Kekuatan HATTEN juga didukung oleh cerita dan positioning brand yang konsisten. Didirikan pada tahun 1994 oleh Ida Bagus Rai Budarsa (Pak Gus Rai), HATTEN Wines dikenal sebagai original winery dari Bali yang membawa wine lokal Indonesia ke pasar internasional. Pendekatan ini menjadi menarik karena HATTEN tidak mencoba meniru identitas wine Eropa secara mentah, melainkan membangun karakter yang berakar pada Bali sebagai “Island of the Gods” dengan pendekatan yang tetap modern dan premium.
Identitas tersebut diperkuat melalui pengembangan kebun anggur di wilayah pesisir utara Bali seperti Seririt dan Sanggalangit, kawasan dengan tanah vulkanik yang kaya serta iklim tropis yang unik. Berbeda dengan wilayah wine tradisional pada umumnya, HATTEN justru membangun positioning berdasarkan karakter tropis Bali itu sendiri. Pendekatan seperti ini menunjukkan bahwa kekuatan sebuah brand premium tidak selalu harus lahir dari mengikuti standar pasar lama, tetapi dapat terbentuk dari keberanian membangun identitas yang otentik dan berbeda.
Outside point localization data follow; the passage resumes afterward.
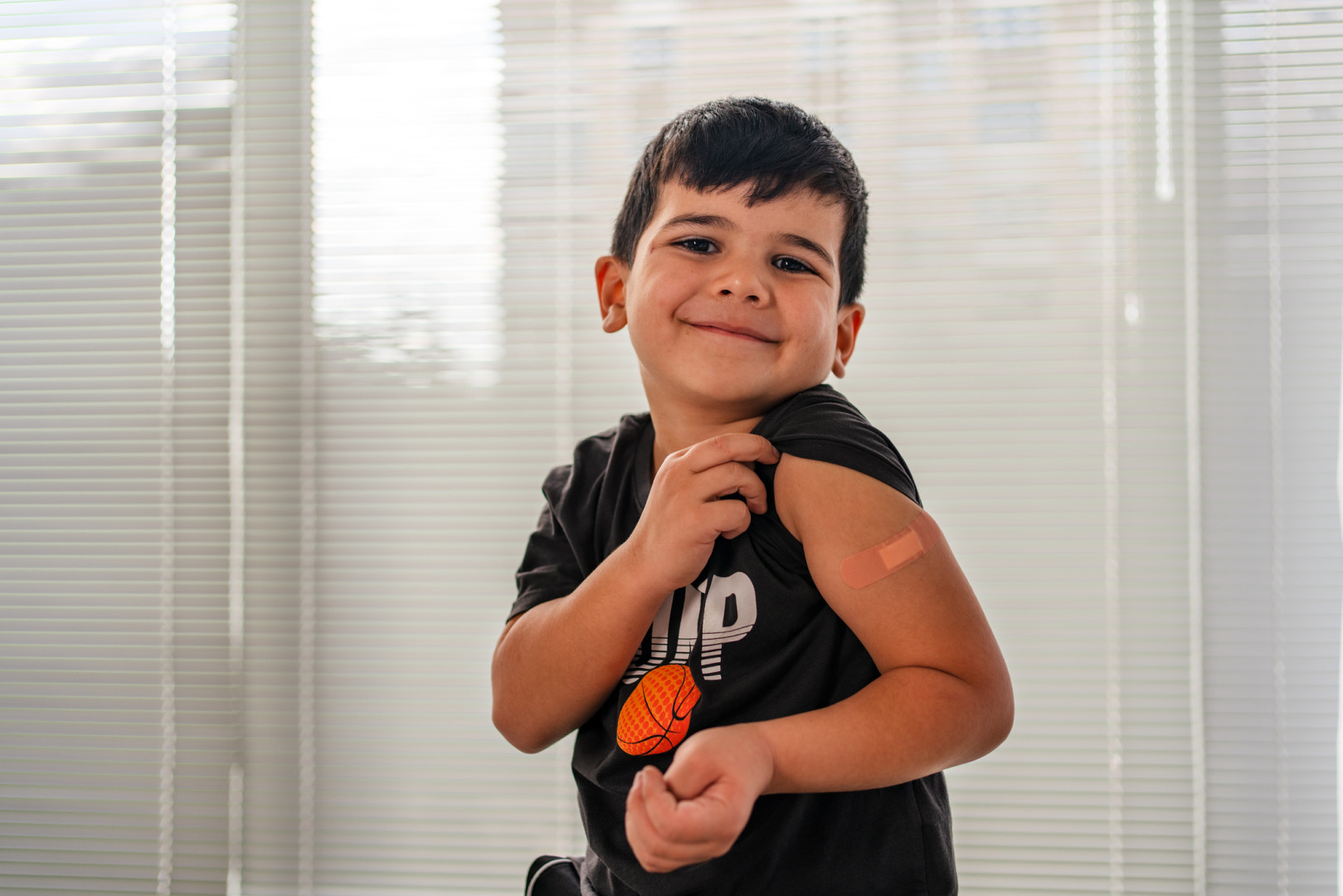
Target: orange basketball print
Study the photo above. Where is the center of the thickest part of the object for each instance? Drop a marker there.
(657, 713)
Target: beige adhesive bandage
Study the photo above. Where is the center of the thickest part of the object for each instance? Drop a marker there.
(896, 553)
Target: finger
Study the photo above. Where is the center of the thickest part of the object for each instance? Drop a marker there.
(679, 825)
(729, 446)
(729, 519)
(732, 479)
(654, 850)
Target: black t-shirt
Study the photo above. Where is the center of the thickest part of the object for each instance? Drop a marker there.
(757, 641)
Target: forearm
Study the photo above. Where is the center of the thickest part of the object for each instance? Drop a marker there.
(908, 723)
(557, 663)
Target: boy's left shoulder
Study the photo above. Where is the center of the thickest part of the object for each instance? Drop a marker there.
(822, 425)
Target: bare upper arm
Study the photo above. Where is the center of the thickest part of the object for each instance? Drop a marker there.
(924, 614)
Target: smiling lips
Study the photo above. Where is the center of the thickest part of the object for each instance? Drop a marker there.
(732, 329)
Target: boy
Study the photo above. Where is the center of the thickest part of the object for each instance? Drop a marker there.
(766, 646)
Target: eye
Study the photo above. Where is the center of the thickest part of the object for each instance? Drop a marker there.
(793, 265)
(698, 245)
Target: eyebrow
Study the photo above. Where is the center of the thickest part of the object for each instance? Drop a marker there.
(718, 221)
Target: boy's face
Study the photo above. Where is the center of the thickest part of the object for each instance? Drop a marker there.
(732, 306)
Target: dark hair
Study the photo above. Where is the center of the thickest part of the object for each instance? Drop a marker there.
(774, 145)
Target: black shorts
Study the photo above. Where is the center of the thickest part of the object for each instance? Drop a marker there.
(552, 876)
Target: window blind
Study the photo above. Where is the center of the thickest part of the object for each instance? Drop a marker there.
(297, 314)
(113, 492)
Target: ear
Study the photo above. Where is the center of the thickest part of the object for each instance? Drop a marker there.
(846, 334)
(611, 275)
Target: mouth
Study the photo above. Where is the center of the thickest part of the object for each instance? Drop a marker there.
(733, 331)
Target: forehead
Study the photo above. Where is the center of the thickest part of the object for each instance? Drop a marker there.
(800, 212)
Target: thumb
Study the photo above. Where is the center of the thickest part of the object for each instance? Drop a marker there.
(690, 774)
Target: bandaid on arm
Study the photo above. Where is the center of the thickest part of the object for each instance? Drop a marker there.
(896, 553)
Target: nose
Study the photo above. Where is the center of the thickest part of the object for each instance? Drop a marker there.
(727, 293)
(742, 282)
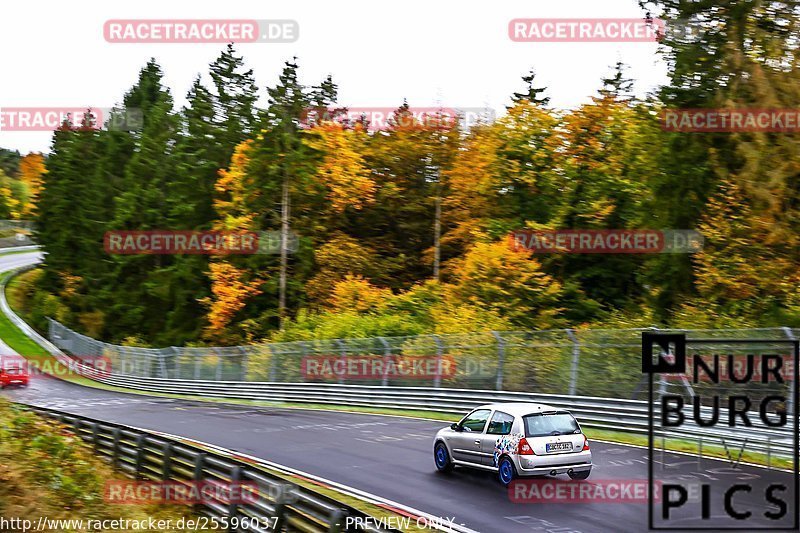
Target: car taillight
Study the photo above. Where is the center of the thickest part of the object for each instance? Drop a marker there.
(523, 448)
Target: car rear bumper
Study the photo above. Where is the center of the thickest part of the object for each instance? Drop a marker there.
(558, 463)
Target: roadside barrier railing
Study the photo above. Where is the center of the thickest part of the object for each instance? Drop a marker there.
(276, 504)
(603, 410)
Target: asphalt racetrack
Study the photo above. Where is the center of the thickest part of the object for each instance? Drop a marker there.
(392, 457)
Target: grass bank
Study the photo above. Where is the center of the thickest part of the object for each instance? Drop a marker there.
(45, 471)
(23, 345)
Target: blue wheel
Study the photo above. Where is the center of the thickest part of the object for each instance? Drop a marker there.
(506, 471)
(442, 458)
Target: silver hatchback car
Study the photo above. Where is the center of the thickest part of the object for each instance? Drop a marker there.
(515, 439)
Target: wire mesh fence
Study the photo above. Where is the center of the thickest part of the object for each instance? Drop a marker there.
(599, 363)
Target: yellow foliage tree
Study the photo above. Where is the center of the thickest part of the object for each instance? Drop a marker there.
(230, 295)
(343, 170)
(355, 293)
(31, 170)
(509, 282)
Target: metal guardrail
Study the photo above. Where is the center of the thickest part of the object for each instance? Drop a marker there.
(629, 416)
(575, 362)
(607, 413)
(157, 456)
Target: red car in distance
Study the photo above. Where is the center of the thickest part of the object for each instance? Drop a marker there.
(16, 375)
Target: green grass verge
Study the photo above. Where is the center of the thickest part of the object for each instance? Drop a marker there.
(23, 345)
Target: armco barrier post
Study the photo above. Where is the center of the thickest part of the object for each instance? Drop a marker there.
(790, 407)
(338, 518)
(166, 461)
(437, 381)
(140, 449)
(387, 356)
(501, 356)
(233, 504)
(115, 449)
(219, 365)
(343, 356)
(576, 356)
(273, 362)
(243, 365)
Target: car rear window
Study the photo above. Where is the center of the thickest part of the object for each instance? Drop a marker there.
(545, 424)
(500, 424)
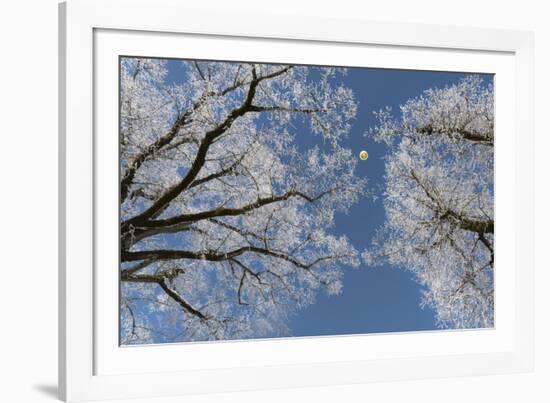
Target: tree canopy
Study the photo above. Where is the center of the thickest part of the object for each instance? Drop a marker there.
(225, 223)
(438, 199)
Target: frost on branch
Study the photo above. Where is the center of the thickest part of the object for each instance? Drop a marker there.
(439, 199)
(225, 223)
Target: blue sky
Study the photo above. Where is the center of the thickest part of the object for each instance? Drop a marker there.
(382, 298)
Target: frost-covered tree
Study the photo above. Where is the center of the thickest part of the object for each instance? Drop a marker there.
(439, 199)
(225, 217)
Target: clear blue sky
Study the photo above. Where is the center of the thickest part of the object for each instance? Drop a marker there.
(374, 299)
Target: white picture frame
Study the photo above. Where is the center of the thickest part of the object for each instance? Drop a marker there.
(91, 364)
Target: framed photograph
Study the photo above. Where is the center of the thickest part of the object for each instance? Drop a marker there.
(246, 207)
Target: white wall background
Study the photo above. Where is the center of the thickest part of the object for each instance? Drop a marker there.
(28, 201)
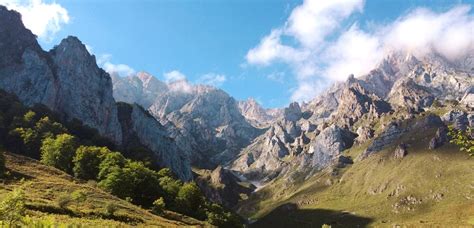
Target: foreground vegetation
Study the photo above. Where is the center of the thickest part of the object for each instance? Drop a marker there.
(81, 152)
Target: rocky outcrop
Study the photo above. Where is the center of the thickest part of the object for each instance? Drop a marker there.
(66, 79)
(84, 91)
(458, 118)
(292, 112)
(400, 151)
(222, 186)
(406, 94)
(207, 119)
(141, 88)
(326, 147)
(256, 114)
(364, 134)
(390, 134)
(138, 124)
(355, 102)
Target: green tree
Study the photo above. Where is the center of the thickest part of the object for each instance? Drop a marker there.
(87, 161)
(110, 208)
(47, 128)
(2, 164)
(59, 152)
(12, 208)
(78, 197)
(189, 199)
(27, 141)
(159, 205)
(135, 181)
(463, 139)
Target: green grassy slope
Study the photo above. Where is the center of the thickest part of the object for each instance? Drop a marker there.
(425, 188)
(43, 185)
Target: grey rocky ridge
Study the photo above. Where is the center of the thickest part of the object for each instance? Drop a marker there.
(68, 81)
(202, 119)
(351, 112)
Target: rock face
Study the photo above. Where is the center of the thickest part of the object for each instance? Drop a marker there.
(66, 79)
(138, 124)
(222, 187)
(459, 119)
(400, 151)
(391, 133)
(327, 146)
(407, 94)
(257, 115)
(355, 101)
(141, 88)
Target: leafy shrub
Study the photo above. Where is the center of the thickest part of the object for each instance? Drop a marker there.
(59, 152)
(87, 161)
(2, 164)
(159, 206)
(78, 197)
(110, 161)
(463, 139)
(63, 201)
(189, 199)
(12, 208)
(135, 181)
(110, 209)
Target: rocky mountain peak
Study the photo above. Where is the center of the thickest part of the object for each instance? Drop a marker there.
(293, 112)
(15, 38)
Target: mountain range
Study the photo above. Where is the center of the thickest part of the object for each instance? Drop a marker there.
(241, 152)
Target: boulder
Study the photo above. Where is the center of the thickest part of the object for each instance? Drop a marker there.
(439, 139)
(400, 151)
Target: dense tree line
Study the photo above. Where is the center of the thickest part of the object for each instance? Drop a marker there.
(80, 151)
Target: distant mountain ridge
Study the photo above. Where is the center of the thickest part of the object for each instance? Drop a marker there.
(68, 81)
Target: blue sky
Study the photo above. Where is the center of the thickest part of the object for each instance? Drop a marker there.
(214, 38)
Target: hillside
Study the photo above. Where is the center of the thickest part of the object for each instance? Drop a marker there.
(44, 184)
(424, 188)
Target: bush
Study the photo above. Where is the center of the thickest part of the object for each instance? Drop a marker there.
(111, 160)
(189, 199)
(12, 208)
(110, 209)
(463, 139)
(159, 206)
(134, 181)
(78, 197)
(87, 161)
(59, 152)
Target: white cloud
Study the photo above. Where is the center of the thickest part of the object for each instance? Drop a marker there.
(277, 77)
(42, 18)
(120, 69)
(212, 79)
(322, 50)
(173, 76)
(177, 82)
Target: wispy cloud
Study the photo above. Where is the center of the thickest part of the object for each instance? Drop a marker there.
(177, 82)
(42, 18)
(121, 69)
(277, 77)
(326, 49)
(212, 79)
(173, 76)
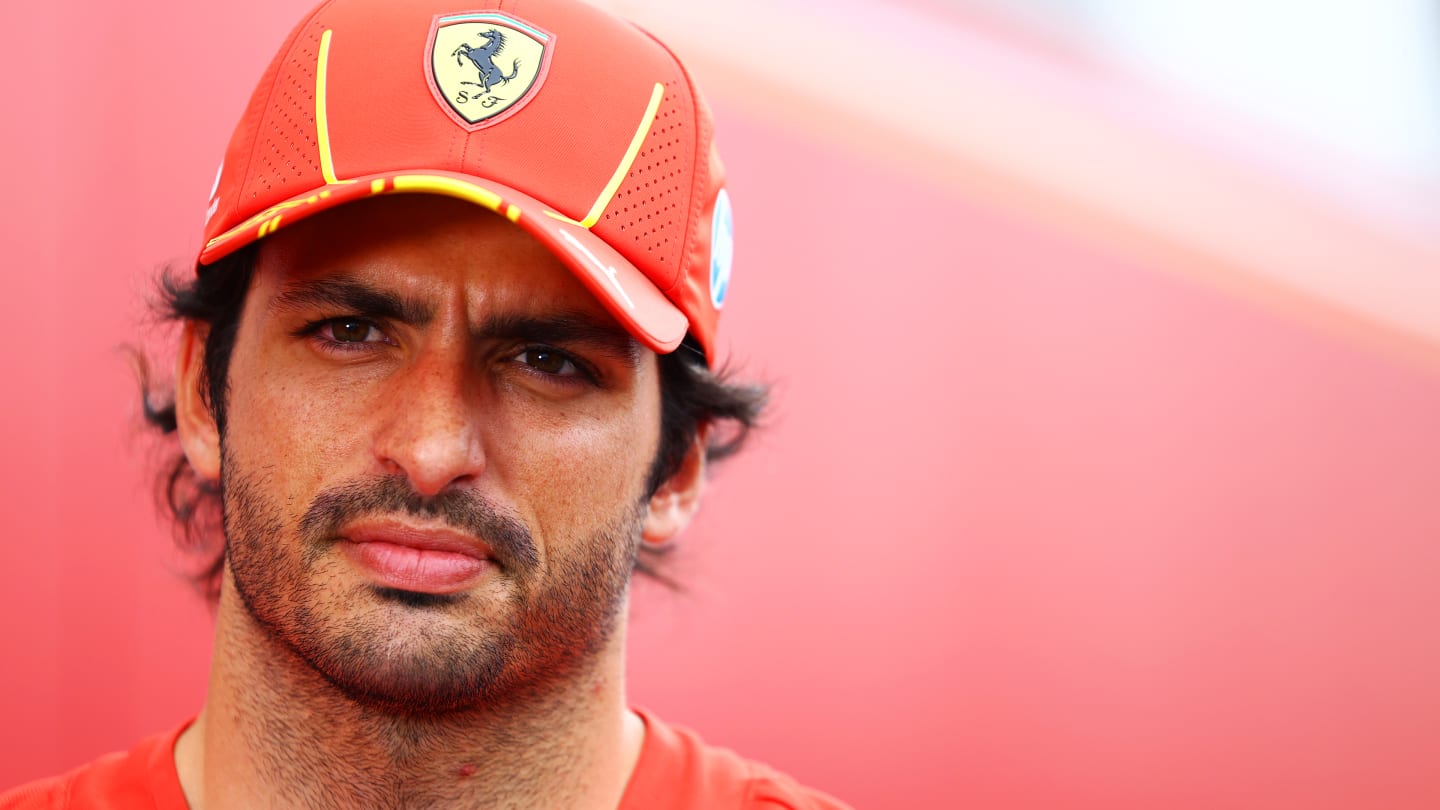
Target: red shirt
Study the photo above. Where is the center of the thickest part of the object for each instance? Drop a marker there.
(676, 770)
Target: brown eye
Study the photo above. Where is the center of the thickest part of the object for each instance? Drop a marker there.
(350, 330)
(549, 361)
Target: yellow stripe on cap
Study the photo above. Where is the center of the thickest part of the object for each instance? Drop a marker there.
(327, 162)
(450, 186)
(604, 201)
Menariknya lagi, HATTEN juga menjalankan riset dan pengembangan vitikultur secara berkelanjutan dengan melakukan percobaan terhadap puluhan varietas anggur internasional serta bekerja sama dengan petani lokal Bali. Langkah ini memperlihatkan bahwa brand yang kuat biasanya tidak hanya dibangun melalui desain dan pemasaran, tetapi juga melalui konsistensi kualitas, inovasi, dan narasi yang terintegrasi.
Selain itu, secara visual, nama HATTEN memiliki struktur yang kuat untuk kebutuhan desain dan branding. Susunan hurufnya tegas, sederhana, dan mudah diaplikasikan pada logo, label, kemasan, hingga media promosi premium. Faktor-faktor seperti ini sering kali terlihat sederhana, tetapi sebenarnya memiliki pengaruh besar dalam membangun persepsi brand secara jangka panjang.
Konsistensi penggunaan nama, logo, kemasan, dan positioning premium juga menjadi faktor penting dalam membangun kekuatan sebuah merek. Tidak sedikit produk yang sebenarnya memiliki kualitas baik, tetapi gagal membangun citra yang kuat karena identitas mereknya berubah-ubah atau tidak memiliki karakter yang jelas.
Pada akhirnya, HATTEN menunjukkan bahwa brand yang kuat biasanya lahir dari kombinasi antara strategi branding, konsistensi identitas, kualitas produk, serta pemilihan nama yang tepat sejak awal. Dalam konteks bisnis modern, merek bukan lagi sekadar nama dagang, melainkan bagian penting dari nilai dan persepsi sebuah usaha.
Karena itu, proses memilih dan membangun merek idealnya tidak dipandang hanya sebagai formalitas administratif semata, tetapi sebagai bagian dari strategi membangun identitas bisnis yang kuat, bernilai, dan berkelanjutan.